# Higgs bosun



## RJM Corbet (Apr 18, 2011)

Is the Higgs Field the new _Aether_ of pre-Einstein physics? The _aether_ was proposed as a medium for _light_, the Higgs Field is now proposed as a medium for _energy_?


----------



## Nik (Apr 18, 2011)

Boson, boson, boson-- Bosun ('Boat's-wain' ??) is boss-sailor with whistle...

IIRC, the Higg's Field and associated boson are a still-hypothetical fix for QED/QCD etc, just as Dark Matter's more arcane offerings are a possible fix for all the implied stuff out beyond the visible disks of otherwise ordinary galaxies...
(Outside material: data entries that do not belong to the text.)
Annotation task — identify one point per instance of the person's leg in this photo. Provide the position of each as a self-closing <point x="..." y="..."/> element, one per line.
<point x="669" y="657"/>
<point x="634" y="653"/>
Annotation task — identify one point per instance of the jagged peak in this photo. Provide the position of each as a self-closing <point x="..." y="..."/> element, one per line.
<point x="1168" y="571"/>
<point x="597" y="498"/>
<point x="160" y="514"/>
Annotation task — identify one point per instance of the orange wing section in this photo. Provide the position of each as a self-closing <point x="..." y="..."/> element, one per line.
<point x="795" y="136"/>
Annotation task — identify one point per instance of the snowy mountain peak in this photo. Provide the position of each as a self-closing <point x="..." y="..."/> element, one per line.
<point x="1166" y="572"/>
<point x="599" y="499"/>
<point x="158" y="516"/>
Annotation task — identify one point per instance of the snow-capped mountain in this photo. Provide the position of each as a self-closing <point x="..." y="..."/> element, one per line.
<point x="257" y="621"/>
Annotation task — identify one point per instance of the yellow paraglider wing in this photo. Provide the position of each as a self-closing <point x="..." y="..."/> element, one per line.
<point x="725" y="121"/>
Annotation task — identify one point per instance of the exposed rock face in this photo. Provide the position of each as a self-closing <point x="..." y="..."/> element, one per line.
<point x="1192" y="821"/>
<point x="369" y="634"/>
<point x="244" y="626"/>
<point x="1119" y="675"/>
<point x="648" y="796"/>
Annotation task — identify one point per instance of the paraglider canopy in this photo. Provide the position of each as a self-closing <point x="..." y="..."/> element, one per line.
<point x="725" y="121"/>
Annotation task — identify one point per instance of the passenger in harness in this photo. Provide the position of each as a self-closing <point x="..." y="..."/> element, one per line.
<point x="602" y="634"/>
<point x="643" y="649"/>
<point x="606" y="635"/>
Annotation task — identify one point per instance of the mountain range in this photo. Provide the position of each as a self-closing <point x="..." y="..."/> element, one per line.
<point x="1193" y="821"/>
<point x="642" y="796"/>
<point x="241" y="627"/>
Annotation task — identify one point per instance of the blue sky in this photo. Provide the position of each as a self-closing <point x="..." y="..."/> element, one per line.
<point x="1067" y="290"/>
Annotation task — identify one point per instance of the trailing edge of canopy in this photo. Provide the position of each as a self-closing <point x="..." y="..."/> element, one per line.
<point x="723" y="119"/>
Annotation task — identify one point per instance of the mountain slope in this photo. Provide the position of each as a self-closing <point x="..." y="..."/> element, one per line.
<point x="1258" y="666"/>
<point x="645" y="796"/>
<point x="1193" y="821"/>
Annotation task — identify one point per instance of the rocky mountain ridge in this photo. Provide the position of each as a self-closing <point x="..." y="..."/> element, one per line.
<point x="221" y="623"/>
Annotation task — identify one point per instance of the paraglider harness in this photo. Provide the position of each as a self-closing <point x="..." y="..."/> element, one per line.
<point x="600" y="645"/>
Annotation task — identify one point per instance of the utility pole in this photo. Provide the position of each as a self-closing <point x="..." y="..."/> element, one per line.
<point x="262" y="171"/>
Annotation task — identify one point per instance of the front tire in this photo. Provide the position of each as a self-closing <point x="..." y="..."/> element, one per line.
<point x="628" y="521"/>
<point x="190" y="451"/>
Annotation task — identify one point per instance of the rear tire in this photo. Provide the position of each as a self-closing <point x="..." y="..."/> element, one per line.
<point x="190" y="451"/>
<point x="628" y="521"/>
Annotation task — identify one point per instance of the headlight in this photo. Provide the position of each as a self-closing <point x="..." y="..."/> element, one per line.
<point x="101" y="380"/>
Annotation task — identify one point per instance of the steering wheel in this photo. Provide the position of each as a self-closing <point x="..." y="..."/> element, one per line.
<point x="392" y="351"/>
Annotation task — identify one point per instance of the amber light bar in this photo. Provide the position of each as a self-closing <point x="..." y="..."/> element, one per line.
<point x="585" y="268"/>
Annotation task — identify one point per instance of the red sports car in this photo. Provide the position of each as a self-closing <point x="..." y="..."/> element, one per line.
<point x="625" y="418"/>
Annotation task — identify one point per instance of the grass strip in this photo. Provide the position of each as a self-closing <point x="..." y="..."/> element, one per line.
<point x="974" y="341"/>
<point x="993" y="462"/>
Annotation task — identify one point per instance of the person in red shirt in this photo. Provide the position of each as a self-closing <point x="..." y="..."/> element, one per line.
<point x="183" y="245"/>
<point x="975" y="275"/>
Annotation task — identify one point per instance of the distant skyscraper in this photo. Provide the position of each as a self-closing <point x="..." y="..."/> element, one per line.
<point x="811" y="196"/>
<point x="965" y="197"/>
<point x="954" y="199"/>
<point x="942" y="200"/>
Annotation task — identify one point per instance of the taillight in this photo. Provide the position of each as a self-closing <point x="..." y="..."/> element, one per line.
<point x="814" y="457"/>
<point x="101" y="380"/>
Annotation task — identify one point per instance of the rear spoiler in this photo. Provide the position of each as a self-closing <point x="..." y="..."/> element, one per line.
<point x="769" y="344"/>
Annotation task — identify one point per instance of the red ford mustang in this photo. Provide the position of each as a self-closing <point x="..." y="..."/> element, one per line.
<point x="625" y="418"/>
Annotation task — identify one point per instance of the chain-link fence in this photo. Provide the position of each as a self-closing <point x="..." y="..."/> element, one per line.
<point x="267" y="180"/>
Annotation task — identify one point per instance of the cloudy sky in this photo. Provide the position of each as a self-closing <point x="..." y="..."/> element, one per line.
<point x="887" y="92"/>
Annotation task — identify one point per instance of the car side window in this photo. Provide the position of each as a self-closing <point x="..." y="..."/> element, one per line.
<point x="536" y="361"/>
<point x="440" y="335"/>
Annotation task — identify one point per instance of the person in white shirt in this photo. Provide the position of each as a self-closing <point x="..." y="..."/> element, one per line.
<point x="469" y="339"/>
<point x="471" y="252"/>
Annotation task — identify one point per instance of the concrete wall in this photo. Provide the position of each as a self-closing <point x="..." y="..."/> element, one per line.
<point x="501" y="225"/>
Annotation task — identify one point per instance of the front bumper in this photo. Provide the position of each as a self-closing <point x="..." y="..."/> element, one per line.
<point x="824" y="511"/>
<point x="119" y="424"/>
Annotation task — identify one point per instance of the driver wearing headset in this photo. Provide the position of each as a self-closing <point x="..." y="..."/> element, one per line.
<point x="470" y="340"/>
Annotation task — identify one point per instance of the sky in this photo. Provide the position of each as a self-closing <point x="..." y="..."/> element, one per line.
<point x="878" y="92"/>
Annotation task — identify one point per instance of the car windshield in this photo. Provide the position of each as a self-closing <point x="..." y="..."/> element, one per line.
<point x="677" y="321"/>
( When physicists start talking about a possible Fifth Force (?) aka 'Technicolour', my incipient migraine kicks in... )

FWIW, PhysOrg has a lovely report on tweaking the quantum levels of 'cold' neutrons in a gravitational field. IIRC, they make neutrons transition by vibrating one of parallel plate pair...
Probing the laws of gravity: A gravity resonance method

Now, is that moving plate generating ultra-weak gravity waves aka gravitons ??

Just to add a twist, I was reading that the humble proton's spin continues to defy prediction. The 'three quark plus gluons plus ephemeral virtual particles' soup there-in may require the equivalent of another Feynman to unravel...


----------



## RJM Corbet (Apr 19, 2011)

What you're getting at is that, if they _are_, that will be a quantum/gravity link?
But ... back to the _Higgs?_


----------